22. The method according to claim 20, wherein the hyperthermic liquid is heated saline.

23. The method according to claim 20, wherein the hyperthermic treatment agent is a chemotherapeutic agent or an immunotherapeutic agent.

24. The method according to claim 20, wherein the inserting causes a proximal portion of the catheter to be located within the internal tissue structure of the patient, and wherein the catheter is structured such that the flowing of the hyperthermic liquid and the flowing of the hyperthermic treatment agent will not cause a temperature of an external surface of the proximal portion to be more than one degree Fahrenheit above normal body temperature.

25. The method according to claim 20, further comprising causing the hyperthermic treatment agent to be evacuated from the organ through the catheter after the hyperthermic treatment agent has been inside the bladder for at least a predetermined period of time.
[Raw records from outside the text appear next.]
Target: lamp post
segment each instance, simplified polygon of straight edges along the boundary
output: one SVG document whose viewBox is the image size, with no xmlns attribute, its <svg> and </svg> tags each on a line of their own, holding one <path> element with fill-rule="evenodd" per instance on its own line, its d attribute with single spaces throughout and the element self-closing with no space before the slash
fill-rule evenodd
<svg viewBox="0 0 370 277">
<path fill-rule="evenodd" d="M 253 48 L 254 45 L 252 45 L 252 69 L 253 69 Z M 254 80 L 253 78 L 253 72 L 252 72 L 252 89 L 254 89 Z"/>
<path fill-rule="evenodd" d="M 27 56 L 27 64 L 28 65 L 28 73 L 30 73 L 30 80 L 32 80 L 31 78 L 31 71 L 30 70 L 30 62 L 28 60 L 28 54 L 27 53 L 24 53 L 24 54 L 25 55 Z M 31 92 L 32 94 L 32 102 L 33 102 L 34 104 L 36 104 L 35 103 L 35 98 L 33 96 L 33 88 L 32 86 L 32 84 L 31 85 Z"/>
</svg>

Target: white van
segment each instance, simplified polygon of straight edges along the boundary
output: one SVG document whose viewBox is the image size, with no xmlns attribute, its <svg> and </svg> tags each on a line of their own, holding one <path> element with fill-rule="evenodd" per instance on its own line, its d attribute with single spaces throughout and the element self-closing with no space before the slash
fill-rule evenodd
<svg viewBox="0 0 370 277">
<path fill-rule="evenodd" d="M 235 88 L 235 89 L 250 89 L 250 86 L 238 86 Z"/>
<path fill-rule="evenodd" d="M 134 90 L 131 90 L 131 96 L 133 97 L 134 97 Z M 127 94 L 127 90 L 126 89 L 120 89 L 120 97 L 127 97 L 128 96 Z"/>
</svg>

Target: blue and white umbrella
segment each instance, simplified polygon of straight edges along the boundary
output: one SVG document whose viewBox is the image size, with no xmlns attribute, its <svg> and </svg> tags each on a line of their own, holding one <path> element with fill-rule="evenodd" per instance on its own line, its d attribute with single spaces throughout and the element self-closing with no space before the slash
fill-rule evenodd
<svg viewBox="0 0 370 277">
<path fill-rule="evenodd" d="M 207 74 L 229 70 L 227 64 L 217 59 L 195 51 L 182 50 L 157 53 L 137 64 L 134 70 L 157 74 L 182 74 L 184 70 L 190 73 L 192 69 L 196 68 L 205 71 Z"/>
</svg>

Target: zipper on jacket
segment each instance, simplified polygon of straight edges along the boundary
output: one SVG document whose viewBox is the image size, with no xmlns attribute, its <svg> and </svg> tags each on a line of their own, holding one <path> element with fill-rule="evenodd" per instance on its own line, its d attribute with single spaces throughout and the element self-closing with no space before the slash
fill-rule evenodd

26. The method according to claim 25, wherein the hyperthermic treatment agent is a first hyperthermic treatment agent, the method further comprising flowing a second hyperthermic treatment agent different than the first hyperthermic treatment agent into the organ through the catheter after the first hyperthermic treatment agent has been evacuated from the organ and without removing the catheter from the patient between the evacuation of the first hyperthermic treatment agent and the flowing of the second hyperthermic treatment agent.

27. The method according to claim 20, wherein a distal portion of the catheter that is structured to be received within the organ includes a temperature sensor, and wherein the measuring the temperature within the bladder is performed using the temperature sensor.

28. The method according to claim 20, further comprising measuring a pressure within the organ and adjusting a flow rate of at least one of the flowing steps based on the measured pressure.